Chinese coffee shop chain announces its valuation has doubled following successful $200m funding round led by investors including Singapore Sovereign Wealth Fund GIC Pte Ltd and China International Capital Corp Ltd
Since launching in January 2018, the domestic upstart has embarked on aggressive expansion in China, opening some 700 stores across 21 cities. At the heart of coffee chain’s success is a nimble e-commerce strategy, which taps into high Chinese consumers’ demand for mobile ordering and delivery services. Nearly half of Luckin’s sites are effectively ‘take-out kitchens’, with no in-store seating and coffee delivered via courier – with a free drink offered if an order does not arrive within 30 minutes.
In July 2018, Luckin Coffee became one of the fastest firms in China to reach Unicorn status, attaining a $1bn valuation after successfully raising $200m funding. News of Luckin’s continued ascent will alarm Starbucks, which views China as a crucial market for its long-term global growth.
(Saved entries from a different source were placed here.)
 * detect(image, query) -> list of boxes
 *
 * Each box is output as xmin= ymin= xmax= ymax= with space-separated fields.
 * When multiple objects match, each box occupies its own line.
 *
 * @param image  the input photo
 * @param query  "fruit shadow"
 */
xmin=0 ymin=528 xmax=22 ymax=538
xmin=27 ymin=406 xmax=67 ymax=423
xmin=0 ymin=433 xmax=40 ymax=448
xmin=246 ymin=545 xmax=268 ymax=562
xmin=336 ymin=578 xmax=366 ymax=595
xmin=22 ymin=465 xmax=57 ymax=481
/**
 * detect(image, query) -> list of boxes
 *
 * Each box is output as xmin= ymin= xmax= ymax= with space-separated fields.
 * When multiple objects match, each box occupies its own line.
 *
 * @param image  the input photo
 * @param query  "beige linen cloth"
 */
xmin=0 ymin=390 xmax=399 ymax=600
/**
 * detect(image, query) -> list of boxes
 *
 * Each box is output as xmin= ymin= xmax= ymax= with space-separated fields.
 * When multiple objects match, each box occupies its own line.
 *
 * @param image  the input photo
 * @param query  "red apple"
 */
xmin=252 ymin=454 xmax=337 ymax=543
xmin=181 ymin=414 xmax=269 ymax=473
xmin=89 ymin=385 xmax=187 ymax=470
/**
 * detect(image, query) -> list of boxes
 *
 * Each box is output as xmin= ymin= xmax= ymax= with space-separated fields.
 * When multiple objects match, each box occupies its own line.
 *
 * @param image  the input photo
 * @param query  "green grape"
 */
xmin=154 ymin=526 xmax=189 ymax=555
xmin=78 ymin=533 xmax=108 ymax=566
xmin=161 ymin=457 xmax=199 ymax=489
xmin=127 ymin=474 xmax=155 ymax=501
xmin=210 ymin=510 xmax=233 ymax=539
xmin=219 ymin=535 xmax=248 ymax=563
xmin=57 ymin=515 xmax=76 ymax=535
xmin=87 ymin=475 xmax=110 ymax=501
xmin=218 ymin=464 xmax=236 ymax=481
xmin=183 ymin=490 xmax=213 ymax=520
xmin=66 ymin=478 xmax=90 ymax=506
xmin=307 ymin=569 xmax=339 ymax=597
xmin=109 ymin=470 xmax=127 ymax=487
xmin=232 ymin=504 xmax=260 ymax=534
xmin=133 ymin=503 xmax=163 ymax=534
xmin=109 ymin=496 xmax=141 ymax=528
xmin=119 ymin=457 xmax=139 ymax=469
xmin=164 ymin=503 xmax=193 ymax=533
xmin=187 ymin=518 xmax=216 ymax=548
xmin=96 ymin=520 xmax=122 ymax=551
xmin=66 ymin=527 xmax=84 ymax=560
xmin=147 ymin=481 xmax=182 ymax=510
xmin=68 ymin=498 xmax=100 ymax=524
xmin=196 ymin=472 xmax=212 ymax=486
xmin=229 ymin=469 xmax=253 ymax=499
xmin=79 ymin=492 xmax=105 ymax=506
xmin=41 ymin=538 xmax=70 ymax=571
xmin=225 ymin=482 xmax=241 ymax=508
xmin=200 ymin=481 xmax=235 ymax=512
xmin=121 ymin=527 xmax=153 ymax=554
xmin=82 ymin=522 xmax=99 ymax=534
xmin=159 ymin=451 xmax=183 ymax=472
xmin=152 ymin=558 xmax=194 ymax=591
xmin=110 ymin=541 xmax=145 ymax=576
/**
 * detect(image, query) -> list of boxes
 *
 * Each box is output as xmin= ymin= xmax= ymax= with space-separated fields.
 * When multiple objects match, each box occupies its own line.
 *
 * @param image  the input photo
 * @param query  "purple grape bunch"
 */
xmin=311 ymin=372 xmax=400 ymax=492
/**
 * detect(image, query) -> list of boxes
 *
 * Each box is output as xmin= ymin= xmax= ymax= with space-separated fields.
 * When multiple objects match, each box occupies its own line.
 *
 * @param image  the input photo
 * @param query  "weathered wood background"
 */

Starbucks appears to have pivoted its China strategy toward e-tail and delivery in a riposte to Luckin’s business model. In August 2018, the Seattle-based firm announced a ‘deep strategic partnership’ with Chinese e-commerce giant, Alibaba. The deal gave Starbucks access to the Chinese market’s booming ‘new retail’ sector, including food delivery platform Ele.me and the Hema supermarket brand. In a direct challenge to Luckin’s sales strategy, Starbucks said it would not include any items on its menu that could not be delivered within 30 minutes.
The world’s largest coffee chain remains on track add 600 net new stores per year and to achieve its goal of 6,000 stores in 230 cities across Mainland China by the end of 2022.